- Born: 13 May 1942 Sowerby Bridge, West Yorkshire
- Died: 21 February 2008 (aged 65)
- Medical career
- Field: Paediatrics
- Institutions: Royal Postgraduate Medical School, Queen Charlotte's and Chelsea Hospital, International Society for Twin Studies
- Sub-specialties: Multiple births

= Elizabeth M. Bryan =

British paediatrician who specialised in multiple births and twins

Elizabeth Mary Bryan (13 May 1942 – 21 February 2008) was a British paediatrician who specialised in multiple births and twins.

==Early life==
Elizabeth Bryan was born in Sowerby Bridge, West Yorkshire. She was the eldest of three daughters born to Paul Bryan, a Conservative MP, and Betty Hoyle, a physiotherapist. Elizabeth claimed that she decided to become a doctor after watching a documentary about African children in a hospital at the age of six. She was educated at Duncombe Park in Helmsley, and then at Benenden School in Kent. She began her medical training at St Thomas's Hospital Medical School in London, but she left her studies for a year to nurse her mother, who had developed bipolar disorder; she resumed her training at Scarborough General Hospital and qualified with an MBBS in 1966.

==Career==
Bryan trained as a paediatrician at York Hospital and London's Hammersmith Hospital. She returned to York in 1975 to work as a senior clinical medical officer. She first became interested in twins in 1973, after assisting in the delivery of a set of twins: as a result of twin-twin transfusion syndrome, one was large and red while the other was small and pale. Inspired by this encounter, she gained an MD in 1977 with her thesis on "Serum Immunoglobulins in Twin Pregnancy with Particular Reference to the Fetofetal Transfusion Syndrome". In 1978, she co-founded the Twins and Multiple Births Association and published guidelines for healthcare workers on managing multiple births.

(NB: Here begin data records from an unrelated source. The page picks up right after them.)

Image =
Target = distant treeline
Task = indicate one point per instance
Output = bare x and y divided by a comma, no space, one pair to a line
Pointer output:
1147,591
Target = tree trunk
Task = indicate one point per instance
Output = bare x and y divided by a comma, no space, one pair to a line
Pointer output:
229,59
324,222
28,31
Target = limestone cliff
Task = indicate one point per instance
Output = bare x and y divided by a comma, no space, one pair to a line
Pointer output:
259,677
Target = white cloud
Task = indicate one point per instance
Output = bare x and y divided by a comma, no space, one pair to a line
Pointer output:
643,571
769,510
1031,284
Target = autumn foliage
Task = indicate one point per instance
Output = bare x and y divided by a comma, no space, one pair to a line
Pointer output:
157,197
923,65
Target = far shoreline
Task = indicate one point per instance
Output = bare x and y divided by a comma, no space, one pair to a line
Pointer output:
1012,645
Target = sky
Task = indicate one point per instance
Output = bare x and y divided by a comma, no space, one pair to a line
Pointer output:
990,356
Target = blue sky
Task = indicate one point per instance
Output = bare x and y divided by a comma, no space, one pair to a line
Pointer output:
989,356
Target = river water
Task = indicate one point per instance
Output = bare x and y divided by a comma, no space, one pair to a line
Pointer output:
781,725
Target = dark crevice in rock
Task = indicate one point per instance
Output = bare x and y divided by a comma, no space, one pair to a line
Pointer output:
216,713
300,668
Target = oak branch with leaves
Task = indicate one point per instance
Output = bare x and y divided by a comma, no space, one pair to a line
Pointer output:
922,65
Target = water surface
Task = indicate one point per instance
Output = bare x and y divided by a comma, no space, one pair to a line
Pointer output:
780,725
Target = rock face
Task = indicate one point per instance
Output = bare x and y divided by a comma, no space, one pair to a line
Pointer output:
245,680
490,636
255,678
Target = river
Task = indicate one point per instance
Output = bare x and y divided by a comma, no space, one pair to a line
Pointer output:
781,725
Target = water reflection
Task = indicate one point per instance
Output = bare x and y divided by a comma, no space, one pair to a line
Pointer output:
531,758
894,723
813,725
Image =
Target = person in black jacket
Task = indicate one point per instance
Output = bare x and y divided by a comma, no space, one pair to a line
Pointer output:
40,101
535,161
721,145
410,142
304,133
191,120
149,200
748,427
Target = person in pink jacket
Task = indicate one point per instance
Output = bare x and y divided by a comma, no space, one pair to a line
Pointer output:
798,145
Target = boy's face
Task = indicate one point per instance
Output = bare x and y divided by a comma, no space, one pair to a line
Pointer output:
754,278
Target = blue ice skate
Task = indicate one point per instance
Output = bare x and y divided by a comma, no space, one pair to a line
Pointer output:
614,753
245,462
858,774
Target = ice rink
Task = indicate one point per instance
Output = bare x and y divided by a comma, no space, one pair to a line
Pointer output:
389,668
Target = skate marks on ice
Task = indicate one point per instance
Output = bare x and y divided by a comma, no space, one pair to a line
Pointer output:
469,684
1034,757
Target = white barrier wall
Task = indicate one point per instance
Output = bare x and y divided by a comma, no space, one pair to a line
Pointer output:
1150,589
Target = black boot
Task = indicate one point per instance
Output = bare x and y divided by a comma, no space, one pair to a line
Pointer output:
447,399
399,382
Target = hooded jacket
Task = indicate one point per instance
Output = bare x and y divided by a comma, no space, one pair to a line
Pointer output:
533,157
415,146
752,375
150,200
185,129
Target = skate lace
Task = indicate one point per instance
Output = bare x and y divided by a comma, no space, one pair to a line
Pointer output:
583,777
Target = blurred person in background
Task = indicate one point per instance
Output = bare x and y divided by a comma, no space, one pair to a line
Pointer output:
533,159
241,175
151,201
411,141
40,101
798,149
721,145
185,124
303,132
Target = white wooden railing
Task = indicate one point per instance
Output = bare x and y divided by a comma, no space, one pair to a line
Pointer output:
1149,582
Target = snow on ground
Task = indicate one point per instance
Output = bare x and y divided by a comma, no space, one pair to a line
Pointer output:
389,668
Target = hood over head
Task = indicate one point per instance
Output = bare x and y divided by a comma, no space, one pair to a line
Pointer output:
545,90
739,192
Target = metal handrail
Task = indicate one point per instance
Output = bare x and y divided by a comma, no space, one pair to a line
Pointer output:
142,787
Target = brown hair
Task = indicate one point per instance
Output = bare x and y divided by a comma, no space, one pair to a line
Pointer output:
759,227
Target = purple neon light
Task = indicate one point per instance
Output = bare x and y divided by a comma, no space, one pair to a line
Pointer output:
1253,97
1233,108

She moved back to London in 1979, becoming a consultant paediatrician at Queen Charlotte's and Chelsea Hospital. She was a senior research fellow and later a senior lecturer at the Royal Postgraduate Medical School, where she taught until 1995. From 1987, she established specialised clinics for twins in London, York and Birmingham. In response to the rise in multiple births caused by the increasing popularity of in vitro fertilisation (IVF), she founded the Multiple Births Foundation, a charity that provides support to twins' families, in 1988. She also campaigned for IVF providers to reduce the number of embryos they implanted, to decrease the incidence of multiple births.

Throughout her career, Bryan encountered over 100 sets of twins, and when she married in 1978, 25 pairs of twins attended her wedding. She and her husband, Ronald Higgins, an ecologist and diplomat, wrote a book titled Infertility: New Choices, New Dilemmas (1995) about their failed experience with IVF and other attempts to become pregnant. With her 1995 book, Twins, Triplets and More, she was one of the first to write about the unique psychology of being a twin or triplet. She was also among the first people to study the grief felt by a twin when the other dies and established a clinic for bereaved twins.

Bryan was president of the Twins and Multiple Births Association from 1978 until 1984 and was a trustee until 1991. She directed the Multiple Births Foundation from its founding in 1988 until 1998. She was elected president of the International Society for Twin Studies in 1998 and held the position until 2001. She was elected as a Fellow of the Royal College of Physicians in 1989 and was a reader in paediatrics at the Imperial College School of Medicine from 1995 until her retirement in 2005.

==Health problems and death==
Bryan discovered in 1975 that she carried the BRCA1 gene mutation, which predisposes carriers to ovarian and breast cancer. One of her sisters died from ovarian cancer, while the other developed breast cancer; as a precaution, Bryan had her ovaries removed and underwent a double mastectomy in 1992. She was eventually diagnosed with pancreatic cancer in 2005 and underwent surgery and chemotherapy. In 2007, she published a book, Singing the Life: The Story of a Family in the Shadow of Cancer, about her family's experience with cancer. She died a year later, on 21 February 2008.